Papers Explained 267: Jina Reranker

5 min readDec 6, 2024

Jina Reranker is a neural reranking model designed to tackle this critical issue of relevancy. It enhances search and RAG system by reordering retrieved documents in a manner that deeply and contextually understands the search query terms.

Why do we need a reranker

The comparison of the representation-based cosine similarity (left) and the reranker (right).

Cosine similarity quantifies the similarity between two documents by measuring the cosine of the angle between their embedding vectors. This metric is valued for its simplicity and has been used in many vector databases as the default way of retrieval. However, this approach tends to oversimplify interaction between query and documents. Specifically, it struggles with capturing the nuanced interaction at the sub-document level and sub-query level, often missing the full depth of user intent and the fine details of document relevance.

A practical search system often chains the embedding-based search and the reranker together to achieve the best search quality.

This is where rerankers come into play. Utilizing deep neural networks, rerankers go deeper into the interactions between the query and the shortlisted documents. They move beyond basic document-level embeddings to embrace token-level interactions that occur within the query, within the document, and across the query-document boundary. Although this method is more computationally intensive compared to simple cosine similarity, it enables a nuanced comparison that incorporates context, semantic meaning, and the intent behind the query, substantially improving the relevancy of search results.

Evaluation

LlamaIndex RAG

On average, the introduction of Jina Reranker elevates the Hit Rate from 0.7908 to 0.8553 (+7.9%), and the MRR from 0.5307 to 0.7091 (+33.7%).

BEIR

MTEB

LoCo

Jina Reranker v2

Jina Reranker v2 represents an important expansion of capabilities for search foundation:

State-of-the-art retrieval using cross-encoding opens up a wide array of new application areas.
Enhanced multilingual and cross-language functionality removes language barriers from your use cases.
Best-in-class support for function calling, together with awareness of structured data querying, takes your agentic RAG capabilities to the next level of precision.
Better retrieval of computer code and computer-formatted data can go far beyond just doing text information retrieval.
Much faster document throughput.

The training of Jina Reranker v2 is conducted in four stages.

Initially, a backbone model is prepared by training it with only English-language data, including pairs (contrastive training) or triplets (query, correct response, wrong response), query-function schema pairs and query-table schema pairs.
Next, cross-lingual pairs and triplets datasets are added to improve the backbone model’s multilingual abilities on retrieval tasks specifically.
In the third stage, the model checkpoint from the second stage is fine-tuned with all pairs and triplet datasets from over 100 low- and high-resource languages.
Finally, after observing the reranking performance from the third stage, the model is further fine-tuned by adding more triplet data with specifically more examples of hard-negatives for existing queries — responses that look superficially relevant to the query but are in fact wrong.

Evaluation

MKQA: Multilingual Knowledge Questions and Answers

Recall@10 scores reported for different reranking models for MKQA dataset.
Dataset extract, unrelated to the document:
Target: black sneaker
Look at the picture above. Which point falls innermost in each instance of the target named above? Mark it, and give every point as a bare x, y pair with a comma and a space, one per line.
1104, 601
BEIR: Heterogeneous Benchmark on Diverse IR Tasks

NDCG@10 scores reported for different reranking models for Beir dataset.

The newly-introduced multilingual capabilities don’t compromise its English-language retrieval capabilities.

Jina Reranker v2 on Structured Data Querying

Jina Reranker v2 understands the downstream intent to query a source of structured databases, such as MySQL or MongoDB, and assigns the correct relevance score to a structured table schema, given an input query.

Recall@3 scores reported for different reranking models for NSText2SQL dataset

Jina Reranker v2 on Function Calling

Function calling is also integrated into Jina Reranker v2, letting it understand the intent for external functions and assigning relevance scores to function specifications accordingly.

The ToolBench benchmark collects over 16 thousand public APIs and corresponding synthetically-generated instructions for using them in single and multi-API settings.

Recall@3 scores reported for different reranking models for ToolBench dataset.

Jina Reranker v2 on Code Retrieval

Jina Reranker v2 improves code retrieval compared to competing models of similar size.

The CodeSearchNet benchmark is a combination of queries in docstring and natural language formats, with labelled code-segments relevant to the queries.